Inquiry

i do not know if im my name, my physical body or my spiritual being. i do not know which part of myself to identify with. they do not connect and i'm not sure if that’s my fault or not.

i try to remember that i am all of this at the same time; never one without the other. at least for this lifetime. but i always forget.

i wonder if im half my sister since we came into this lifetime together. i wonder if her soul feels as old as mine. i wonder if she ever gets tired of her body. if she ever wishes to escape. if she claws at it, knowing this is a lifetime; that this can never not be until it’s never again.

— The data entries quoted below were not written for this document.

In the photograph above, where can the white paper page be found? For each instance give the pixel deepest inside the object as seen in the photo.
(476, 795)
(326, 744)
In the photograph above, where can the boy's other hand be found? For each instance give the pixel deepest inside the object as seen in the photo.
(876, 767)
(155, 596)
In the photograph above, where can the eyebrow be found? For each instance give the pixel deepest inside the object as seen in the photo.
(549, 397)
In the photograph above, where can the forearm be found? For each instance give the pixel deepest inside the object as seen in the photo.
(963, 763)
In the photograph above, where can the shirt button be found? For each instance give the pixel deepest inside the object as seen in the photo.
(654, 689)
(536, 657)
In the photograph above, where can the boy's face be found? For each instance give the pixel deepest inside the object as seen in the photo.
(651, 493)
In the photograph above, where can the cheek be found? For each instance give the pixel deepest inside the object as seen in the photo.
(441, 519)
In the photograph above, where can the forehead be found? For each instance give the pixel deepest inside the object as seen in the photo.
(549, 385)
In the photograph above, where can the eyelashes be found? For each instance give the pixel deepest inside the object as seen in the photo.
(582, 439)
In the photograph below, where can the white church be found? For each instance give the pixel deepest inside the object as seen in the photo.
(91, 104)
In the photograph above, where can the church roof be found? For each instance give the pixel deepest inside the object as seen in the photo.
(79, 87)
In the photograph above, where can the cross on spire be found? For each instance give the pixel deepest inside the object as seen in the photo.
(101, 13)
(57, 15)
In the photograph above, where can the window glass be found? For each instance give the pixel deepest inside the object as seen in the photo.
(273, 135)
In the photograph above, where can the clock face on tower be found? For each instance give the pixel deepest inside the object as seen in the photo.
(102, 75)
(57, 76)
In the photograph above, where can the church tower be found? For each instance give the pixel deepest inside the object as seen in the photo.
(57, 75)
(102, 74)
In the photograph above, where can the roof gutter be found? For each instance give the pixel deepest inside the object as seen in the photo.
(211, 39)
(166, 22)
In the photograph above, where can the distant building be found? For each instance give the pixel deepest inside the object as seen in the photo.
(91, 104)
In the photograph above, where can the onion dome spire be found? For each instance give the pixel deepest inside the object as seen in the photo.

restless soul. temporary body. can she feel death? can she remember pain? does she know? does she know? does she know?

how must it feel to never not be a pair? a piece of something. someone. even if there is nothing. there will come a time when we are one without the other.

how will it feel to be a single? there was a time when i knew where all of her scars came from. now i wonder if her fingernails are bloody and sore. if she’s ever been afraid to die.

i think im still forgiving myself so everything. for my childhood. for getting so sad. for all that time wasted not being happy. when i do things that remind me of who i am, my minds always whispers “you do not belong here” but it says that about every place.

even here.

even now.
♠ ♠ ♠
you're 20 now and still writing poetry alone in the early hours of the new day. some things never change.